On the other hand, even when the samples having the chemical composition range of the present invention were used, the O ₂ partial pressure in the heat treatment atmosphere gas exceeded the range of the present invention, Comparative Examples 1 and 2, and the N ₂ gas concentration was In Comparative Example 3 which exceeds the range of the present invention, the effect of improving the oxidation resistance by the heat treatment is hardly seen. Further, in Comparative Example 4 in which the heat treatment atmosphere satisfies the range of the present invention but the heat treatment temperature is low, and Comparative Example 5 in which the heat treatment retention time is short, a sufficient protective film is not formed by the heat treatment and the oxidation resistance is Not improved. Further, in Comparative Example 6 in which the sample material 9 whose Al content in the alloy is less than the specified range of the present invention is heat-treated, the oxidation rapidly progresses even when the heat treatment of the present invention is applied and high-temperature oxidation resistance is required. It turns out that it is not suitable for.

(Example 2) Next, a foil strip manufactured by an actual stainless steel manufacturing process was subjected to a manufacturing experiment by the heat treatment of the present invention using a bright annealing line. Table 3 shows the chemical composition of the foil strip used in the experiment, and Table 4 shows the heat treatment conditions and the evaluation results of oxidation resistance. It is apparent that the heat treatment of the present invention is applied to the factory production line to significantly improve the oxidation resistance as compared with the raw material having the same composition as rolled.

[0019]

[Table 1]

[0020]

[Table 2]

[0021]

[Table 3]

[0022]

[Table 4]

[0023]

F produced by the production method of the present invention
The e-Cr-Al alloy foil is capable of stably imparting remarkably excellent oxidation resistance characteristics (oxidation resistance improvement ratio of 2 or more) even with the same composition as compared with the foil manufactured by the conventional manufacturing method. Became. As a result, when it is used as a metal carrier for exhaust gas such as automobiles and motorcycles that require oxidation resistance at high temperatures, it has a longer life and can be used at high temperatures, and thus has a great role for environmental protection.
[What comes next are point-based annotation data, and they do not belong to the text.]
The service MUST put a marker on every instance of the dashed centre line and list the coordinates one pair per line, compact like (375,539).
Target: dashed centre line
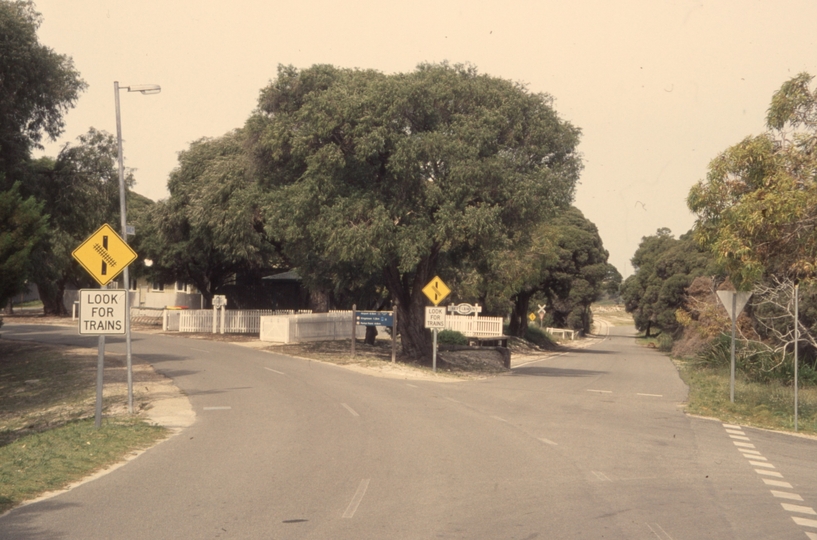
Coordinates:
(351,410)
(757,460)
(361,491)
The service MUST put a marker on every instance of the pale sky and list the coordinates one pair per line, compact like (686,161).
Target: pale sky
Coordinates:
(658,87)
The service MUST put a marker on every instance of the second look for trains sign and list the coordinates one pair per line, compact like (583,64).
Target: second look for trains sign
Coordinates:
(104,254)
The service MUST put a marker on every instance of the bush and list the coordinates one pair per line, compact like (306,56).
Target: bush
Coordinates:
(451,337)
(539,337)
(755,362)
(664,342)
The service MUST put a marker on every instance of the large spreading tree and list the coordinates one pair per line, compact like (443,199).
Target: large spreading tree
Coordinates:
(37,87)
(393,174)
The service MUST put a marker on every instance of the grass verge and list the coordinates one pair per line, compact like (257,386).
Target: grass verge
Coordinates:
(767,405)
(47,434)
(53,459)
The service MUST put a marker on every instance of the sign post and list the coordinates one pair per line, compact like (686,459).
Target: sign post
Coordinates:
(105,255)
(435,290)
(734,302)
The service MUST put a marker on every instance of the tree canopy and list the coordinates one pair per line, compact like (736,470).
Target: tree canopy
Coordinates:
(211,226)
(757,208)
(390,175)
(664,268)
(37,87)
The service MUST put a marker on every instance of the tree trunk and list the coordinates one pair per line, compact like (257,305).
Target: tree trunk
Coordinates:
(519,315)
(415,338)
(371,334)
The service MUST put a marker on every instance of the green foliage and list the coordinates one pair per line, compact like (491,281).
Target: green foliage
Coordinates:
(22,226)
(664,269)
(211,227)
(79,191)
(391,179)
(37,87)
(451,337)
(539,337)
(757,208)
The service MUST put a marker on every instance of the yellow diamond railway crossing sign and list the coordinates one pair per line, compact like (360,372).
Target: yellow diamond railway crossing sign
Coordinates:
(104,254)
(436,290)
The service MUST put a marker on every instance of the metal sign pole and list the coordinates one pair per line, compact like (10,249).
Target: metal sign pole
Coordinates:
(354,328)
(434,353)
(734,327)
(796,340)
(394,334)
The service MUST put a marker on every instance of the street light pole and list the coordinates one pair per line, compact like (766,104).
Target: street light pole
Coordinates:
(143,89)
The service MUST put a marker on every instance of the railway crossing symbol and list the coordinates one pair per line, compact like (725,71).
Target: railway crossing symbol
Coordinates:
(104,254)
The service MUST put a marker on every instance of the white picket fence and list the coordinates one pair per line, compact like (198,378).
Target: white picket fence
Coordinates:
(236,321)
(471,326)
(310,327)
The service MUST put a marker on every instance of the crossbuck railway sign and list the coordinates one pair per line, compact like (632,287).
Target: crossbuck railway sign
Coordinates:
(436,290)
(104,254)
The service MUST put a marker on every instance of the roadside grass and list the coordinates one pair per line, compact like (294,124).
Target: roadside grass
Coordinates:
(767,405)
(47,434)
(53,459)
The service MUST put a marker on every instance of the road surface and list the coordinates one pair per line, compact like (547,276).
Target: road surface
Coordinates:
(589,444)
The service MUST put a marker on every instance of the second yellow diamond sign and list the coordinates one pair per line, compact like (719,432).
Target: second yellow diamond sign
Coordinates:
(436,290)
(104,254)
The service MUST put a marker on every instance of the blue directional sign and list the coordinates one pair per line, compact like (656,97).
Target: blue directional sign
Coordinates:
(374,318)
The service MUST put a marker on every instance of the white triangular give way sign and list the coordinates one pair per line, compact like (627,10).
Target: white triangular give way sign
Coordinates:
(741,298)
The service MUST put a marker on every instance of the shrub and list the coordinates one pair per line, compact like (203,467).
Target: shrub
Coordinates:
(539,337)
(451,337)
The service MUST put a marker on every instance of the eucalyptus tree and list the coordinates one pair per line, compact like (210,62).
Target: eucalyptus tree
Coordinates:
(757,208)
(22,226)
(394,174)
(211,227)
(79,191)
(37,87)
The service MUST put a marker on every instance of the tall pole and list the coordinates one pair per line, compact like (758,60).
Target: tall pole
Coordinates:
(124,223)
(796,341)
(734,327)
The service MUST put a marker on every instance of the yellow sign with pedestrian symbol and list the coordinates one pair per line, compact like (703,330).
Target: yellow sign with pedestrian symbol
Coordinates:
(104,254)
(436,290)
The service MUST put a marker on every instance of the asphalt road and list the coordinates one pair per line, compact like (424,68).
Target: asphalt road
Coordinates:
(590,444)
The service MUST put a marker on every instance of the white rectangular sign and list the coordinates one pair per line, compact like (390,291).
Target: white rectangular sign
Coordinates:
(435,318)
(102,312)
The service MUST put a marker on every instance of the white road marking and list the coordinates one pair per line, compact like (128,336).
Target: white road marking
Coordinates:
(601,476)
(800,509)
(805,522)
(666,534)
(769,473)
(351,410)
(787,495)
(776,483)
(361,491)
(761,464)
(744,445)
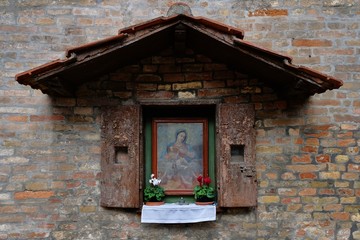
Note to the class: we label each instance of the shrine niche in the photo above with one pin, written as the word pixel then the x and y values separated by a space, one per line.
pixel 180 60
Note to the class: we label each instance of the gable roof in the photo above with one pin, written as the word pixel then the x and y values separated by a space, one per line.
pixel 83 63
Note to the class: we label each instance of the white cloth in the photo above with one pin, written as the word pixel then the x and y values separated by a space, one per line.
pixel 175 213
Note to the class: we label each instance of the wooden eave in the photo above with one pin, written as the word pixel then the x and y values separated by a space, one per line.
pixel 85 63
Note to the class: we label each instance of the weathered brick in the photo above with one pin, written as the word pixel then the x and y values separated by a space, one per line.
pixel 188 85
pixel 308 175
pixel 329 175
pixel 301 159
pixel 340 216
pixel 268 13
pixel 307 192
pixel 269 199
pixel 311 43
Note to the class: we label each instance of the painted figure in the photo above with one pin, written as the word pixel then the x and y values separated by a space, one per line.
pixel 181 163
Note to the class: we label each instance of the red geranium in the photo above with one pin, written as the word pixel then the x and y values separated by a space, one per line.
pixel 199 178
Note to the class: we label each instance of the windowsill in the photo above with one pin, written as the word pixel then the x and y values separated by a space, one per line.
pixel 175 213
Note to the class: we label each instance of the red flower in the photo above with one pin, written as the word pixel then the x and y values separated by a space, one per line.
pixel 207 181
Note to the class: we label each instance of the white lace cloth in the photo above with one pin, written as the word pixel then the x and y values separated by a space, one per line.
pixel 175 213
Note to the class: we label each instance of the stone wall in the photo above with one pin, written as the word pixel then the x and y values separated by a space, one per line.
pixel 307 151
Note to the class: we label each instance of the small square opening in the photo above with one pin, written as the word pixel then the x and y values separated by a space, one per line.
pixel 237 153
pixel 121 155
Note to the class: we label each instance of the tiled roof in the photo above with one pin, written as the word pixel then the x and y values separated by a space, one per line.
pixel 63 76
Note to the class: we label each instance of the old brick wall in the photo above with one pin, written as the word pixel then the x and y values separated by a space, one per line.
pixel 307 151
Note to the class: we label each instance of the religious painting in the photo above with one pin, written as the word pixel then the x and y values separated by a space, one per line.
pixel 179 153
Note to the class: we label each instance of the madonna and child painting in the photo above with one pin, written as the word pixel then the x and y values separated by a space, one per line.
pixel 180 152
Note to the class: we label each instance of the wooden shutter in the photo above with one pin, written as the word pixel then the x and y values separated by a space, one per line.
pixel 236 174
pixel 120 136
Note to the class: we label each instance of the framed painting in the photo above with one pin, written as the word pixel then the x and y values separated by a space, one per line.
pixel 179 153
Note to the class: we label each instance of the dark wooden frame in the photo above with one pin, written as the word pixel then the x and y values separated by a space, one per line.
pixel 155 141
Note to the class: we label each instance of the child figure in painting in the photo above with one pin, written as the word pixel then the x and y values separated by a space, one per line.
pixel 180 161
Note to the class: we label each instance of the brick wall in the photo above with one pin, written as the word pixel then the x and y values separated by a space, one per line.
pixel 307 151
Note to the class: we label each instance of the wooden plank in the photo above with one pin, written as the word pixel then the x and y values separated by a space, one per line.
pixel 120 136
pixel 237 176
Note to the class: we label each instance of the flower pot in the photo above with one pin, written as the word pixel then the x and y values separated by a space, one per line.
pixel 154 203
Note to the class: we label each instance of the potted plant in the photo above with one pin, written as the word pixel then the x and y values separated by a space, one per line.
pixel 154 194
pixel 204 193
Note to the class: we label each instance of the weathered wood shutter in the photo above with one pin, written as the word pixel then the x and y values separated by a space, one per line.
pixel 120 136
pixel 236 152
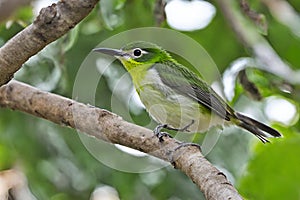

[Brief description of drawings]

FIG. 1 is a diagram showing a comparison of the oxidation resistance of materials having the same composition with and without the heat treatment of the present invention.

Claims (2)

[Claims] 1. A steel composition, by weight%, Cr: 5-30%, A
l: 2 to 8%, one or more rare earth elements (REM): in order to produce a Fe-Cr-Al alloy foil containing 0.01 to 0.3% in total, rolled into a foil having a thickness of 0.2 mm or less Then, in an atmosphere of non-oxidizing gas in which the O ₂ partial pressure in the gas is 1 × 10 ² Pa or less and the N ₂ concentration is 30% or less,
F excellent in oxidation resistance, characterized by performing a final heat treatment for 5 seconds or more in a temperature range of ℃ to 1100 ℃.
Method for manufacturing e-Cr-Al alloy foil. 2. The alloy foil further comprises Ti, Zr, Hf, Nb.
And at least one element selected from V is 0.00
The manufacturing method of the Fe-Cr-Al alloy foil excellent in oxidation resistance according to claim 1, which contains 5 to 0.3%.